The Great Depression of the 1930s was felt over most of the world. Both Canada and the United States lacked adequate social welfare programs to deal with such a severe crisis. In comparison, much of Europe faced an even larger crisis as the effects of the Depression were worsened because of the huge losses of young people in the First World War. This sharp decrease in the youth population caused the proportion of older people in European society to increase greatly. The attempts of foreign governments to deal with these problems were followed with interest in Canada throughout the 1930s and 1940s.
Until the 1930s, the economic policies of most Western European democracies placed great emphasis on financial austerity and keeping the nation's budget balanced. By the mid-1930s, however, it had become clear that such practices were not effective in the face of the Depression, and a number of governments adopted a new set of ideas, most famously stated by the British economist John Maynard Keynes in his 1936 book, The General Theory of Employment, Interest and Money. Keynes argued that the only solution to such a large crisis lay in a new role for government. Governments had to become actively involved in directing the economies of their countries, and to do this they would have to borrow money as required to stimulate their economies through grants, loans, and social programs.

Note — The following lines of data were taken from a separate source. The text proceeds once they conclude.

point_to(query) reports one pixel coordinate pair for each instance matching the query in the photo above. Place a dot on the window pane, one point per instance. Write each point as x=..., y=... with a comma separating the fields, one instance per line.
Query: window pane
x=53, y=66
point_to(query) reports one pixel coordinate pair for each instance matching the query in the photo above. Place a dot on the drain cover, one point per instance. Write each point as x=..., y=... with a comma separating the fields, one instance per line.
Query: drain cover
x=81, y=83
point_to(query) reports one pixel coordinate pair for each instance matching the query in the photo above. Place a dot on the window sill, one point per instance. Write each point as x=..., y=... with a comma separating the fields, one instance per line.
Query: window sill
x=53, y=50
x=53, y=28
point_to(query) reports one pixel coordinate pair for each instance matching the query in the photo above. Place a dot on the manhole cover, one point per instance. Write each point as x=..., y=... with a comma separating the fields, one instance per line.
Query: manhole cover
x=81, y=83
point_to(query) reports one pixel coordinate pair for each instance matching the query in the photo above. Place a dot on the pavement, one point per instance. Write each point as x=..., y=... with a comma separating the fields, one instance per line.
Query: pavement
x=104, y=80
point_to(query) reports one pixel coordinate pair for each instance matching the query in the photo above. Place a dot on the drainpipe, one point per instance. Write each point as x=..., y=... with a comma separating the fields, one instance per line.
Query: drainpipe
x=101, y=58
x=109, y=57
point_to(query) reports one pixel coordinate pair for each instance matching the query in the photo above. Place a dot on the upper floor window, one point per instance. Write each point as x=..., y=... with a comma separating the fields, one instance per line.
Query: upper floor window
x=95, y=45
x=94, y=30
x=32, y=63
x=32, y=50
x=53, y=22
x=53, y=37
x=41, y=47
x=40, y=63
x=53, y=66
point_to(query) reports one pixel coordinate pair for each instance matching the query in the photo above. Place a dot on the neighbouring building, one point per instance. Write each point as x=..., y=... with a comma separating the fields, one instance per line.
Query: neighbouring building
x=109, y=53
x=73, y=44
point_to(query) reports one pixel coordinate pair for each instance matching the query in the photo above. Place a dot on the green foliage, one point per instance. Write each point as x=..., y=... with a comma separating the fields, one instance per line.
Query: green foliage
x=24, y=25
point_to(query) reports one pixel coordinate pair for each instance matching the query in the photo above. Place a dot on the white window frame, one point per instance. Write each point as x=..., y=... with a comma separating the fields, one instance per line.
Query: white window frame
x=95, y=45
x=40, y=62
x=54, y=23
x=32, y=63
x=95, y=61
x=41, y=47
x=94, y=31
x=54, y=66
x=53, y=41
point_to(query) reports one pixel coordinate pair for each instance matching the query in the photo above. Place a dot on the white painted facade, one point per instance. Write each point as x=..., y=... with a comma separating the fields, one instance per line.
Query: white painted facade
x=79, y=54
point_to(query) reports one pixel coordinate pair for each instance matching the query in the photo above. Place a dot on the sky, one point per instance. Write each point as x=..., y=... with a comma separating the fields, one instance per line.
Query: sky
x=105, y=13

One of the first countries to attempt a large-scale initiative of this kind was the United States. In 1935, a Social Security Act was passed as part of President Franklin D. Roosevelt's New Deal. The Act introduced two provisions for old age: a non-contributory pension similar to Canada's Old Age Pension and an old age "insurance" plan that was contributory. The idea of this program became very popular in Canada. Prime Minister R.B. Bennett tried to set up a similar social security plan for Canada in 1935 within his Canadian New Deal, but national contributory pensions were deemed unconstitutional by the Supreme Court and the program failed.
The Second World War sparked economic recovery in much of the West, but it also brought widespread social upheaval to Europe, much as the First World War did a generation earlier. As a result, early in the war many people began to call for fundamental social reform that had not occurred following the Great War. In response, governments began to develop plans to avoid a similar economic decline. The Depression had removed the stigma attached to unemployment and poverty, and many governments worked towards creating social security networks that, in peacetime, would not only protect their citizens from destitution but would guarantee them a basic level of economic security as a right of citizenship.

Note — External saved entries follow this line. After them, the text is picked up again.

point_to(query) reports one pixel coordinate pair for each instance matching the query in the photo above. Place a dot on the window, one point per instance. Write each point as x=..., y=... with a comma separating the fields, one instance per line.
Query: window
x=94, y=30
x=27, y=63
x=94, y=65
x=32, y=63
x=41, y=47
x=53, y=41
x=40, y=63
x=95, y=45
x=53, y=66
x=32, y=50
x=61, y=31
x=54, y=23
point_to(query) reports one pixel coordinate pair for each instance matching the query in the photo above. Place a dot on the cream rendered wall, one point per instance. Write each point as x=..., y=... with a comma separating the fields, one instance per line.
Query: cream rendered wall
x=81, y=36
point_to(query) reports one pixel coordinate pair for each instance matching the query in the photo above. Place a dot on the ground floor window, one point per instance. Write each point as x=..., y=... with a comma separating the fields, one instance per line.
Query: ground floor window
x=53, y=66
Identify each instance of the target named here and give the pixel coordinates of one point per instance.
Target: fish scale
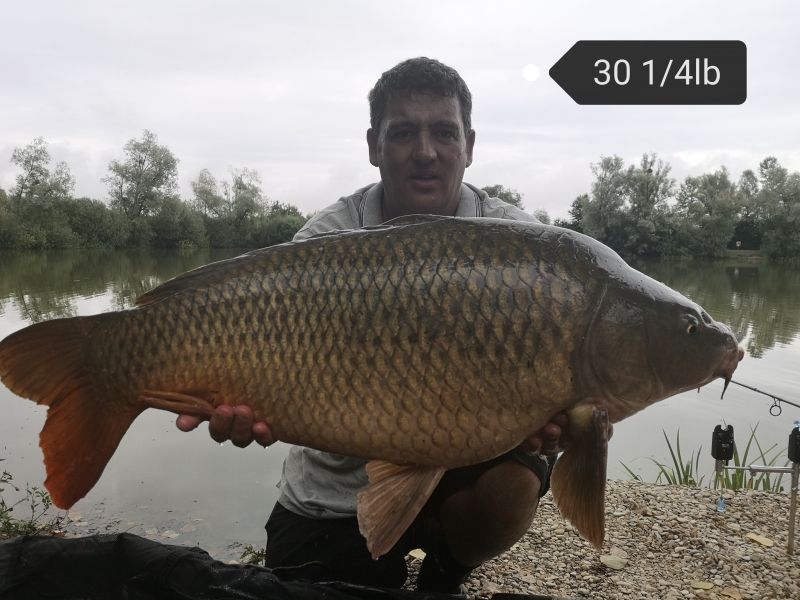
(394, 343)
(431, 344)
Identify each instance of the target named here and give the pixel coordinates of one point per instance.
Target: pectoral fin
(180, 404)
(579, 477)
(392, 501)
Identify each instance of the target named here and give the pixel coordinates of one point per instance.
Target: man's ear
(470, 146)
(372, 143)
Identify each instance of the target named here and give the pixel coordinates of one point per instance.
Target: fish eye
(691, 324)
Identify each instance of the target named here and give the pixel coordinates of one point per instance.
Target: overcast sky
(281, 87)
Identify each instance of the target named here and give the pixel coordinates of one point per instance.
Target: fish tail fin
(578, 481)
(46, 363)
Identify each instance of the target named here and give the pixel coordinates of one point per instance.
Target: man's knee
(486, 518)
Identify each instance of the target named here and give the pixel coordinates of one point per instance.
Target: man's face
(421, 151)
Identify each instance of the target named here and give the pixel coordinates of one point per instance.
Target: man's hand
(232, 423)
(553, 437)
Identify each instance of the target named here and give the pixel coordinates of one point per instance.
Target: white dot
(531, 72)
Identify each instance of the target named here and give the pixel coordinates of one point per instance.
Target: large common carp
(427, 344)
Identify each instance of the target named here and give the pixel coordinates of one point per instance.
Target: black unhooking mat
(127, 567)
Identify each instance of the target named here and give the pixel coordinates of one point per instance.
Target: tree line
(638, 210)
(145, 209)
(641, 211)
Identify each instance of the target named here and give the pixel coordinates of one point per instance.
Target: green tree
(233, 200)
(33, 217)
(575, 221)
(505, 194)
(230, 206)
(139, 184)
(178, 225)
(708, 206)
(37, 182)
(604, 210)
(779, 202)
(542, 215)
(648, 223)
(748, 228)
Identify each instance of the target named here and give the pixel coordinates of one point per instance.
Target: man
(421, 139)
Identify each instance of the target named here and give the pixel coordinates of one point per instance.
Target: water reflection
(759, 301)
(45, 285)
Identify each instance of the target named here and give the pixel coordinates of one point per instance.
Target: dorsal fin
(409, 220)
(184, 281)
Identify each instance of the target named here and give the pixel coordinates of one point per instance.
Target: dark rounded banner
(654, 72)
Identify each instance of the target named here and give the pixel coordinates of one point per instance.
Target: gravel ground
(672, 542)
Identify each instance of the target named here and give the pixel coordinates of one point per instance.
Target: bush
(178, 225)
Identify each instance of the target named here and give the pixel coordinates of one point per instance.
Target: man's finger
(262, 434)
(242, 429)
(221, 424)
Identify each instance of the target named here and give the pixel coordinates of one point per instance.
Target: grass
(251, 556)
(686, 472)
(736, 480)
(33, 506)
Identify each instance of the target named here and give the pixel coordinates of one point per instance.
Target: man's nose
(424, 148)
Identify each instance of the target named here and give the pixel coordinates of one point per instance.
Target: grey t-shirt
(319, 484)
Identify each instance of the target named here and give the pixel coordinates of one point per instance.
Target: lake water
(185, 488)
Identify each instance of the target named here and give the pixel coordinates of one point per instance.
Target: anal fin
(392, 501)
(579, 477)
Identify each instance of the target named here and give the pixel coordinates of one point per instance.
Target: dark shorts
(335, 550)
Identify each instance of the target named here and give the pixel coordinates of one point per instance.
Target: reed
(34, 520)
(687, 472)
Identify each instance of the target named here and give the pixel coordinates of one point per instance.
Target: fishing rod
(775, 410)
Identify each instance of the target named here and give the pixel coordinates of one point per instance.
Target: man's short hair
(419, 76)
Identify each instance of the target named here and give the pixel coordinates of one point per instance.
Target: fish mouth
(728, 365)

A proposal that proved most influential in Canada was a report released in Britain in 1942 called Social Insurance and Allied Services, also known as theBeveridge Report. Its author, Sir William Beveridge, called for a comprehensive system of social security that would ultimately end all poverty. The system would include national medical care, pensions and employment programs. Many of these proposals were adopted by the British Labour government after 1945. These innovations, combined with the model of the new American social security system, presented possibilities which the Canadian government sought to emulate.
In addition to ideas offered by foreign governments, the link between social security and social stability, which was at the heart of the American and British programs, came to be recognized in international institutions. Greater regulation of the global economy was established when the International Monetary Fund and World Bank were created in 1944, and greater social security measures were advocated by the International Labour Organization. In 1948, with the support of the newly formed United Nations, the International Labour Organization passed a convention asserting people's right to organize and form unions, which would enable them to lobby for greater social benefits.